DOBRNJA, YUGOSLAVIA, AUG. 27 -- Rescuers recovered the bodies of 69 coal miners today and tunneled toward about 100 others trapped by an explosion, although there was no sign they were alive.

One miner who was working near the surface was pulled out of the mine alive shortly after the blast early Sunday. Bosko Zelic, a member of the Kreka mine's managing board, told reporters it was unlikely any more survivors would be found.

Mining Minister Radisa Gacic said in a statement that the tragedy should not be compounded by "by endangering the lives of any of the rescuers," but rescue teams refused to give up hope as they reached a point about 300 yards from an area where the shaft widens.

"If anybody happened to be in that spot during the explosion, he may have lived through it," said rescue worker Rasim Kekic. Other rescue teams were concentrating on clearing ventilation shafts or digging new ones in case some of the miners in the shaft were still alive. The blast left a crater 45 feet wide and about 15 feet deep where the entrance to the mine once was. Huge blocks of concrete that had formed mouth of the mine lay strewn around the area.

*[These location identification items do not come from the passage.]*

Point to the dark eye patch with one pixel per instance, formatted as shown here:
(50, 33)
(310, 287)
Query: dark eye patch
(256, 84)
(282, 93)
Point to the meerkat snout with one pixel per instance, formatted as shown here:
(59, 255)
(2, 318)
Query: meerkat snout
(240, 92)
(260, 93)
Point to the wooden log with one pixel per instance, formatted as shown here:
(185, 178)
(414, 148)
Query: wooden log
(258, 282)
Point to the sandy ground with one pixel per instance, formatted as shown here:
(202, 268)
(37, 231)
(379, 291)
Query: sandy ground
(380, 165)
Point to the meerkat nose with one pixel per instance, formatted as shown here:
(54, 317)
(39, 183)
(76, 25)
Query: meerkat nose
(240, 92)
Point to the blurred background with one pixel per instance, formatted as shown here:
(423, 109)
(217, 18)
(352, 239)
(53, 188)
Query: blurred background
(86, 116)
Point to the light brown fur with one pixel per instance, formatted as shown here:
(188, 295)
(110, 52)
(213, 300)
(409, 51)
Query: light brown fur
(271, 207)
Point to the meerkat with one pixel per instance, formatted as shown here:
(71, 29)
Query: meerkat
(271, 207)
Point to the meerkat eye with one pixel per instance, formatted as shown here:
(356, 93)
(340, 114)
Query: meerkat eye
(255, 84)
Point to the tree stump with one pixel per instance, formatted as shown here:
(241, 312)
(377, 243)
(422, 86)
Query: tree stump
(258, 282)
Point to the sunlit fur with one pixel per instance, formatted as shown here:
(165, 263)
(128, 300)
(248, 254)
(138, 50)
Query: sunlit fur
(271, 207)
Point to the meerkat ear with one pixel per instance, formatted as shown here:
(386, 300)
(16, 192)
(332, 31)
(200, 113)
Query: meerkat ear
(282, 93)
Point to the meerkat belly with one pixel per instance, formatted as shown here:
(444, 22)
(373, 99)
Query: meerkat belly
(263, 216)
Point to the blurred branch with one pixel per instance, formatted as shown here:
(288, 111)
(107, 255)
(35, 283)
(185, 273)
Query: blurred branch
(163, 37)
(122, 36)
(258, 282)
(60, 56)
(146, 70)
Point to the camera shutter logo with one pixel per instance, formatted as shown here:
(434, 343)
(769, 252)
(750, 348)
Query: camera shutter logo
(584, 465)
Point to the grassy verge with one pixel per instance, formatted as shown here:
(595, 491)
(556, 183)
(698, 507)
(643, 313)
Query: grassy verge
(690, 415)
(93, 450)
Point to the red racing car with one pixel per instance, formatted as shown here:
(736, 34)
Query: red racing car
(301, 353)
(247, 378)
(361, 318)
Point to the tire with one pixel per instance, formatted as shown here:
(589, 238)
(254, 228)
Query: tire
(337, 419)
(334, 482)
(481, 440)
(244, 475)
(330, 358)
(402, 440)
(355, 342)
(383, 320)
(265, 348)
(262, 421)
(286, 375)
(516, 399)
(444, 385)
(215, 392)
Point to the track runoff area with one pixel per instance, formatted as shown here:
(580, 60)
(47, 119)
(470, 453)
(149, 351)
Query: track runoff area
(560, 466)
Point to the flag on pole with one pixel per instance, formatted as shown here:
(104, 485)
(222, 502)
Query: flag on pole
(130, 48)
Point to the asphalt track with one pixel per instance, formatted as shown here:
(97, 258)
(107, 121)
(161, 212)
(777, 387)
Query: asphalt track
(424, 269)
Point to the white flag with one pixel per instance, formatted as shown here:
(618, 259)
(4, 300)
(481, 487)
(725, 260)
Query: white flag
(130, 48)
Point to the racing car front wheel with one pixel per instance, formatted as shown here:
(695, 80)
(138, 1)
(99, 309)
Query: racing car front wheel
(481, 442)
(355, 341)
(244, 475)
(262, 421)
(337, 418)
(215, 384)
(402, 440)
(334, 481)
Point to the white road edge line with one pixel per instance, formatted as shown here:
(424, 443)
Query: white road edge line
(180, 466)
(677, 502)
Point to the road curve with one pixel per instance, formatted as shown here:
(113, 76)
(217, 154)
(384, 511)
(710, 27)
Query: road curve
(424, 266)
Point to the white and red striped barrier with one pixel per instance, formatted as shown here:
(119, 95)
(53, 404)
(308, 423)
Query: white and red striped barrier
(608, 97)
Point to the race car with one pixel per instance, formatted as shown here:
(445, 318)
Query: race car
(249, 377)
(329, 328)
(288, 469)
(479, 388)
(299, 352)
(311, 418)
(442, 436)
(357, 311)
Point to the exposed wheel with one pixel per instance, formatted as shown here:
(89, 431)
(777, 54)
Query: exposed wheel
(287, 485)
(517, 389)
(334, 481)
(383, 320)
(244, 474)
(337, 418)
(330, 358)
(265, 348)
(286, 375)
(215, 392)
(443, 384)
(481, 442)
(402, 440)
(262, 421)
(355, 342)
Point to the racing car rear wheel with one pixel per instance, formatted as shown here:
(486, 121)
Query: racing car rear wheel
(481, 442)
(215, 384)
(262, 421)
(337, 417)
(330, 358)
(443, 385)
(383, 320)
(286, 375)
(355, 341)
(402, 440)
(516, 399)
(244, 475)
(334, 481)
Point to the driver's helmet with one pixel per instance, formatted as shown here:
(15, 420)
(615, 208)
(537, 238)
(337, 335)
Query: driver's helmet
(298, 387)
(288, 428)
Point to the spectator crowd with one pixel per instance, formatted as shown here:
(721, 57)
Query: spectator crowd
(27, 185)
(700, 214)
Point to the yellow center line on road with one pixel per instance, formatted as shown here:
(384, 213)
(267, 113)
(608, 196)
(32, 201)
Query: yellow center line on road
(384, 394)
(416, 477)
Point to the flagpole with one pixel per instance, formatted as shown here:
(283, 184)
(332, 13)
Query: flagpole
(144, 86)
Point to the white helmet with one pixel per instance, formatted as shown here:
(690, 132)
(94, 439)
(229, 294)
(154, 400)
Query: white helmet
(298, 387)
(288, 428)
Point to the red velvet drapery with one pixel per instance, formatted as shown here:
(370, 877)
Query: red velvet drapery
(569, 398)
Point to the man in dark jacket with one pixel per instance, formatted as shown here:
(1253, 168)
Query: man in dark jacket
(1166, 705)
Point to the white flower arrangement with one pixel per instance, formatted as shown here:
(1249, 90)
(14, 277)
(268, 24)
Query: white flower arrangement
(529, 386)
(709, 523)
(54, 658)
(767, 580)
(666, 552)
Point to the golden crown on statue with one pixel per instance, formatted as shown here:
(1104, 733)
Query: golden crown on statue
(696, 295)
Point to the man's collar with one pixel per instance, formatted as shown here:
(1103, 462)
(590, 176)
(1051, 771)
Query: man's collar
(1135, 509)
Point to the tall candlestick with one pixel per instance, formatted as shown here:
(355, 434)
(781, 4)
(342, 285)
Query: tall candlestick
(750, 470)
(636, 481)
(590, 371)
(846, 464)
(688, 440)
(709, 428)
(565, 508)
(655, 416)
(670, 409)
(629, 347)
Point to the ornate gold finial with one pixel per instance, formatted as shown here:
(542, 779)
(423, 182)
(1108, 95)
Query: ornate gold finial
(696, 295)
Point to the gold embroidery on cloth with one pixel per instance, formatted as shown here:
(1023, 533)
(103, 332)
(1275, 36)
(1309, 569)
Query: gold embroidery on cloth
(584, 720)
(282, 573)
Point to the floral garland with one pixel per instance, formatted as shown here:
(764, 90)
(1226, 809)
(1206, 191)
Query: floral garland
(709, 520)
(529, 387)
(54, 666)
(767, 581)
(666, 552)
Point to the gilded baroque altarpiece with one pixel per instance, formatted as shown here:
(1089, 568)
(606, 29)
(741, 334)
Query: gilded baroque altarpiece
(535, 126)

Mining inspector Mehmed Zulic said that the number of mining helmets and lamps that had been issued Sunday indicated that 170 men were underground at the time of the blast. All but two had been identified today.

The cause of the explosion has not been determined, but the investigation is focusing on an accumulation of coal dust or methane gas, mine officials said.

The miners at Kreka, about 90 miles west of Belgrade, had returned Saturday from a week-long strike that ended with the promise of a 100-percent pay raise, which averaged $270 a month.

Yugoslavia's federal trade union demanded the resignation of all those responsible for Sunday's explosion, even if blame is traced to local officials or government ministers.

Yugoslavia's worst previous mine disaster came in 1965 when 128 workers were killed.